Geoff Stone has in a five part series blogged about his new book at the Volokh Conspiracy.
This is the introduction by Eugene Volokh followed by parts
One,
Two,
Three,
Four and
Five. Below is an excerpt from Eugene's introduction that reproduces the publisher's summary:
University of Chicago Professor Geoffrey Stone — one of the nation’s
leading liberal constitutional scholars — is guest-blogging this week
about his new book, “Sex and the Constitution: Sex, Religion, and Law from America’s Origins to the Twenty-First Century.” Here’s an excerpt from the publisher’s summary:
Beginning
his volume in the ancient and medieval worlds, Geoffrey R. Stone
demonstrates how the Founding Fathers, deeply influenced by their
philosophical forebears, saw traditional Christianity as an impediment
to the pursuit of happiness and to the quest for human progress. Acutely
aware of the need to separate politics from the divisive forces of
religion, the Founding Fathers crafted a constitution that expressed the
fundamental values of the Enlightenment.
Although the Second
Great Awakening later came to define America through the lens of
evangelical Christianity, nineteenth-century Americans continued to view
sex as a matter of private concern, so much so that sexual expression
and information about contraception circulated freely, abortions before
“quickening” remained legal, and prosecutions for sodomy were almost
nonexistent.
The late nineteenth and early twentieth centuries
reversed such tolerance, however, as charismatic spiritual leaders and
barnstorming politicians rejected the values of our nation’s founders.
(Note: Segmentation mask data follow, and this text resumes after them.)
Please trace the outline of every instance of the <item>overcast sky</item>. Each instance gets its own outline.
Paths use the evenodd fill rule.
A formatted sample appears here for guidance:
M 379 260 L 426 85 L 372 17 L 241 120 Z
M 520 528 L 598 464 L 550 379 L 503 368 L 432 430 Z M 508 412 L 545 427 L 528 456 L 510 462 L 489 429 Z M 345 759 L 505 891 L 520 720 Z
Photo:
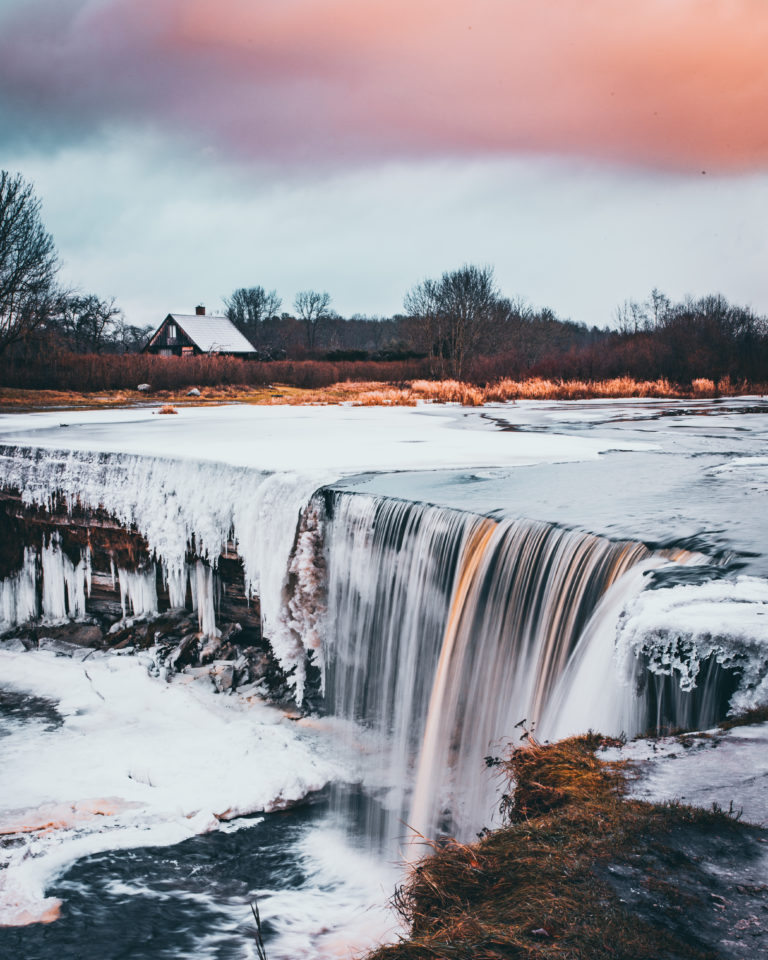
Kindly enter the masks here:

Spurred on by Anthony Comstock, America’s most feared enforcer of
morality, new laws were enacted banning pornography, contraception, and
abortion, with Comstock proposing that the word “unclean” be branded on
the foreheads of homosexuals. Women increasingly lost control of their
bodies, and birth control advocates, like Margaret Sanger, were
imprisoned for advocating their beliefs. In this new world, abortions
were for the first time relegated to dank and dangerous back rooms.
There
are a lot of interesting things to learn from Professor Stone. Though,
he does engage in a great deal of "law office" history. He's a lawyer
after all.
1 comment:
The commentariat at Volokh seems singularly unimpressed by Prof Stone's bullshit one way or the other.
As for those who demur, they begin with his unsubstantiated claim that Christians saw sex as inherently sinful. If he knew anything about the times, he would know that within the confines of marriage, the Protestants be they Puritan or Anabaptist, were quite enthusiastic about sex.
Post-Founding, another interesting demurral--on an area in which I'm admittedly completely ignorant--is that his archvillian Anthony Comstock
https://en.wikipedia.org/wiki/Comstock_laws
had the support of the new women's vote and that like Prohibition, legal sexual "prudery" had their support, and Comstock Laws were their fruit, not that of some patriarchal Christian establishment.
The argument was and is that prostitution in those days--and in later years the Sexual Revolution--undermined the family structure in that sex and children were decoupled.
I find this line of argument far more interesting than Prof. Stone's predictable leftist demonization of male Christians. The greatest threat to the family, a mother and her children, are booze and other women, and once achieved, women's suffrage got to work.